The same warning from Permutations applies: result.add(new ArrayList<>(subset)) - always copy. If you pass the reference, every stored subset will end up pointing to the same list, which will be empty by the time recursion finishes.

9. Test Your Solution

System.out.println(subsets(new int[]{}));
// [[]]

System.out.println(subsets(new int[]{1}));
// [[], [1]]

System.out.println(subsets(new int[]{1, 2}));
// [[], [1], [1,2], [2]]

System.out.println(subsets(new int[]{1, 2, 3}));
// 8 subsets — count first, then spot-check a few

It's worth tracing the two-element case by hand against the recursion trace above. If your output order matches the trace, you have strong confidence the logic is right.

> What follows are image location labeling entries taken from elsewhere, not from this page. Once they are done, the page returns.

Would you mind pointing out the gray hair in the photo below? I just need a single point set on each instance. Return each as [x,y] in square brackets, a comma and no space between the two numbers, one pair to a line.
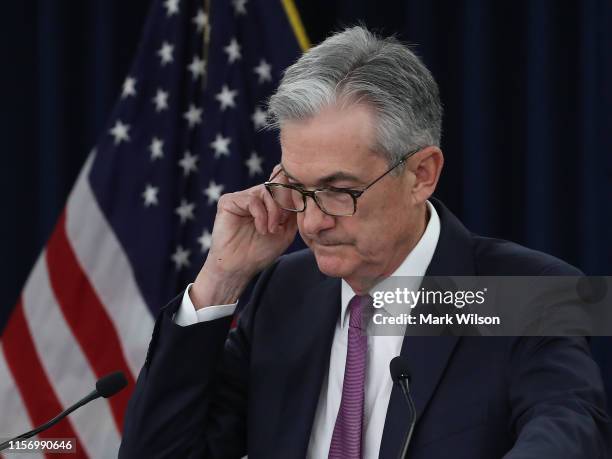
[355,66]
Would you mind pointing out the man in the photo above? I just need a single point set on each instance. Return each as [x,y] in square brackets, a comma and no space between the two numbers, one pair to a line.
[359,121]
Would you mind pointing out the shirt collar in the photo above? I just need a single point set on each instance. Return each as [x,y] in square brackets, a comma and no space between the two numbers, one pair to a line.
[415,264]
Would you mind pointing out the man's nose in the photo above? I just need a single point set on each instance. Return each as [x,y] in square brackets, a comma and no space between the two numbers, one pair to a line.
[315,220]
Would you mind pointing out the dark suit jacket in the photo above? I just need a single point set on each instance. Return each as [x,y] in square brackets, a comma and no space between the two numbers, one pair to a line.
[202,395]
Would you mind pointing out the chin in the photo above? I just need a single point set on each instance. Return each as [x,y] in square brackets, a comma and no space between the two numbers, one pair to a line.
[333,262]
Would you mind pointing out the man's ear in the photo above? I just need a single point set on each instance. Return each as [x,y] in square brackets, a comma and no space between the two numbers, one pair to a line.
[426,165]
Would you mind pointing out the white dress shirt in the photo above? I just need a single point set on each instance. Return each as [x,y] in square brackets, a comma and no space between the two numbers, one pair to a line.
[381,349]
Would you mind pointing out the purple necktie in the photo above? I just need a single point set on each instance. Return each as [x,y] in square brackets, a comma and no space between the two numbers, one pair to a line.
[346,440]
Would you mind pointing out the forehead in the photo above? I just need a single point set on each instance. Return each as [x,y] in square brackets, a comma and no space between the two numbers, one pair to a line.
[338,139]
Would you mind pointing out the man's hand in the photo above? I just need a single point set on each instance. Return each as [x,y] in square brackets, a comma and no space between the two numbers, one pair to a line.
[249,233]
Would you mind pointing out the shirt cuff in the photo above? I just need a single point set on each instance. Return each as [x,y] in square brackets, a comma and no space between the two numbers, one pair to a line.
[188,315]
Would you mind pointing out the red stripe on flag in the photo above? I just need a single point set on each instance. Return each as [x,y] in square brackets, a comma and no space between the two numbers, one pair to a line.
[86,316]
[37,393]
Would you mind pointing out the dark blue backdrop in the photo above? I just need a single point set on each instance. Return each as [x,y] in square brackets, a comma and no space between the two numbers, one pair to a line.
[527,89]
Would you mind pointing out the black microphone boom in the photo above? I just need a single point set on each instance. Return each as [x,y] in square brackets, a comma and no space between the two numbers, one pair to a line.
[400,374]
[106,386]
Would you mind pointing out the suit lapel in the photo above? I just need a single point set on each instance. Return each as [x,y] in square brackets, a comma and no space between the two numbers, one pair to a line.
[320,308]
[428,356]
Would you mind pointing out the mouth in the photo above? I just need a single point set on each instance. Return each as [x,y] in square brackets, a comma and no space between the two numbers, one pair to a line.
[329,244]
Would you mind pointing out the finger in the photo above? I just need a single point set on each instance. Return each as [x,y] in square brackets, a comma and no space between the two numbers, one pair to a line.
[257,209]
[244,204]
[272,209]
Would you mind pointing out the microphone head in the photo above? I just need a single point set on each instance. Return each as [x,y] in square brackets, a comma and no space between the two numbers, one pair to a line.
[109,385]
[399,369]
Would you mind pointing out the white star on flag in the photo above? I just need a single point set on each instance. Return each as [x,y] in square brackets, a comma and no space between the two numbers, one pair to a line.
[196,67]
[239,6]
[264,70]
[160,100]
[259,118]
[166,53]
[150,196]
[226,97]
[200,20]
[181,258]
[213,192]
[120,132]
[254,164]
[233,51]
[221,145]
[171,7]
[185,211]
[205,240]
[129,87]
[188,163]
[156,148]
[193,115]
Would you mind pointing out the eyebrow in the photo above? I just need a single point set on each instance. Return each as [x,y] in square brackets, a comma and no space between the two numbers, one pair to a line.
[326,180]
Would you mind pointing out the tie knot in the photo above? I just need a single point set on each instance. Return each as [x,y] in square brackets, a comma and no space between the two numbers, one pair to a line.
[356,308]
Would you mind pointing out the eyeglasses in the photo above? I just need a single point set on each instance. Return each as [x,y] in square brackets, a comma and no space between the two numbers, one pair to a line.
[337,202]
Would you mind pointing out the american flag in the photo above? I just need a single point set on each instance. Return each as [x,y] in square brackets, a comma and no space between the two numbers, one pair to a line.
[137,224]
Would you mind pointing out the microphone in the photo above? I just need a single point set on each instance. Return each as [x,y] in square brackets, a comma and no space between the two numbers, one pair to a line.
[400,374]
[106,387]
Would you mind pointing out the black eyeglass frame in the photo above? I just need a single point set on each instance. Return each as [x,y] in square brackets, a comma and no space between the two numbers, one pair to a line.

10. Key Lessons for Future Problems

Every recursive state is a valid answer. This is what makes Subsets different from Permutations. When the problem asks for all possible intermediate states - not just the complete ones - record results at every level, not just the leaves.
Backtracking generalizes. The choose → explore → un-choose structure here is nearly identical to Permutations. Combination Sum uses the same skeleton with a target constraint. Subsets with Duplicates adds a sort and a skip. Once you own this pattern cleanly, a whole family of problems opens up.
Know the alternatives. Iterative expansion and bit masking both work. Being able to describe them - and explain why you'd choose backtracking anyway - shows depth. Interviewers notice when you've thought past the first correct solution.

Subsets teaches a foundational skill: exploring all possibilities systematically without chaos. Once that mindset is solid, combinatorial problems stop feeling like they require memorization and start feeling like variations on a structure you already understand.

Good Luck and Happy Coding!